The mlfoundations-dev/deepspeed_no_offload_liger_packing model is a 7.6 billion parameter language model, fine-tuned from the Qwen/Qwen2.5-7B-Instruct base architecture. It was specifically trained on the mlfoundations-dev/wikipedia_seed_science dataset, suggesting a potential focus on scientific or encyclopedic knowledge domains.

Training Details

The model was trained using a learning rate of 1e-05, with a total effective batch size of 96 across 32 devices and a gradient accumulation of 3 steps. The optimizer used was AdamW with standard betas and epsilon, and a cosine learning rate scheduler with a 0.1 warmup ratio.

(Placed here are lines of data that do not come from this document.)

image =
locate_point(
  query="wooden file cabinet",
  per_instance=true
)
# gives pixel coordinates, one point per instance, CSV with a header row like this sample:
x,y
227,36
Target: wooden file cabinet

Training was conducted for 3 epochs.

Key Characteristics

  • Base Model: Qwen/Qwen2.5-7B-Instruct
  • Parameter Count: 7.6 billion
  • Context Length: 131,072 tokens
  • Fine-tuning Dataset: mlfoundations-dev/wikipedia_seed_science
  • Training Frameworks: Transformers 4.46.0, Pytorch 2.6.0+cu126, Datasets 3.1.0, Tokenizers 0.20.3

Potential Use Cases

Given its fine-tuning on a Wikipedia-derived science dataset, this model may be particularly suitable for tasks requiring:

  • Information retrieval and summarization from scientific texts.
  • Generation of factual content related to scientific topics.
  • Question answering within scientific or academic domains.